チェック項目として、「手のひら・足裏・脇・顔・頭部など特定の部位に過剰な汗をかく」「その症状が6ヶ月以上継続している」「左右対称の部位に発汗が見られる」「週に1回以上、汗によって不便や困惑を感じることがある」「25歳以前から症状が始まっている」「直系家族(親・兄弟など)に同様の症状がある人がいる」「睡眠中は汗をかかない、または非常に少ない」などが挙げられます。
上記の項目のうち、複数に当てはまる場合は原発性多汗症の可能性があります。特に「特定の部位への発汗」「左右対称性」「睡眠中の発汗が少ない」という3点は原発性多汗症に特徴的な要素です。
次に、自分のHDSSスコアに相当する状態を確認してみましょう。先ほど説明した4段階の評価を振り返り、自分の日常生活への影響度合いをイメージしてみてください。「汗のことをほとんど気にしていない」であればスコア1、「少し気になるが生活には問題ない」であればスコア2、「汗のせいで不便を感じることがある」であればスコア3、「汗によって常に生活が制限されている」であればスコア4という目安になります。
スコア3以上に相当すると感じる方は、医療機関への相談を検討する価値があります。特に症状が長期間続いており、精神的なストレスにもなっているような場合は、早めに専門的なケアを受けることが大切です。
Q. 多汗症の保険診療が適用される条件は何ですか?
現時点で保険診療が適用されるのは原発性腋窩多汗症(脇の多汗症)のみで、HDSSスコアが3以上であることが条件です。手のひら・足裏・顔面などの多汗症は保険対象外となり自由診療となります。アイシークリニックでは受診時に適用可否を丁寧にご説明しています。

🎯 部位別に見る多汗症の特徴
多汗症は発症する部位によっても特徴が異なります。部位別の特徴を知ることで、自分の状態をより具体的に把握できます。
手掌多汗症(手のひらの多汗症)は、日本で最も多く見られる多汗症の一つです。緊張していないときでも常に手のひらが濡れており、握手・タッチパネル操作・書き物・楽器演奏など、手を使うあらゆる場面で影響が出やすいです。日常生活への影響が大きく、学業や仕事でのパフォーマンスにも関わります。
足底多汗症(足裏の多汗症)は手掌多汗症と同時に発症することが多く、靴の中が常に湿った状態になります。

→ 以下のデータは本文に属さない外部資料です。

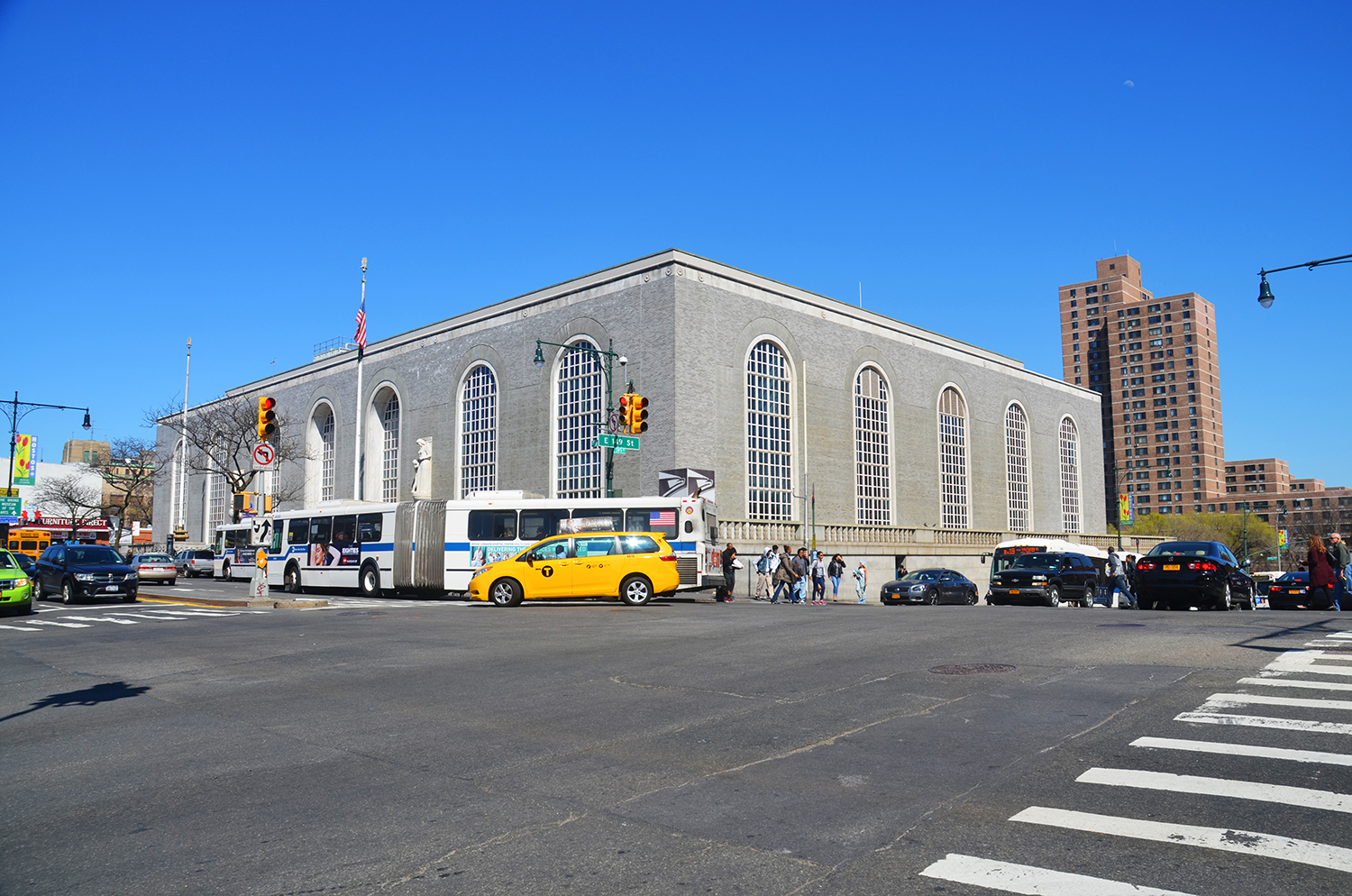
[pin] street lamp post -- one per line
(1265, 297)
(608, 370)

靴のにおいの原因にもなりやすく、裸足になることへの抵抗感を生じさせることがあります。
腋窩多汗症(脇の多汗症)は社会的なインパクトが大きい多汗症です。衣類への汗じみが目立つため、服装の選択肢が限られたり、脱衣を伴う場面を避けるようになったりする方もいます。日本では腋窩多汗症が保険診療の対象として認められており、医療機関での治療選択肢も広がっています。
顔面・頭部多汗症は、顔や頭皮に大量の汗をかく状態で、他者の目に触れやすいため心理的な負担が特に大きくなりやすいです。食事をしているときに顔から汗が滴る「味覚性発汗」も顔面多汗症の一種として知られています。
鼠径部・臀部の多汗症は、下半身の特定部位に発汗が集中するタイプで、ズボンや下着が常に湿った状態になります。他の部位に比べてあまり話題になりませんが、不快感や皮膚トラブルの原因にもなります。
なお、複数の部位に同時に多汗症が見られる「多部位性多汗症」も少なくありません。特に手掌と足底が同時に発症するケースや、脇と手掌が同時に該当するケースはよく見られます。
💡 重症度別の治療の選択肢
多汗症の治療には、重症度や発症部位に応じてさまざまな選択肢があります。ここでは軽症から重症まで、段階別に主な治療法を紹介します。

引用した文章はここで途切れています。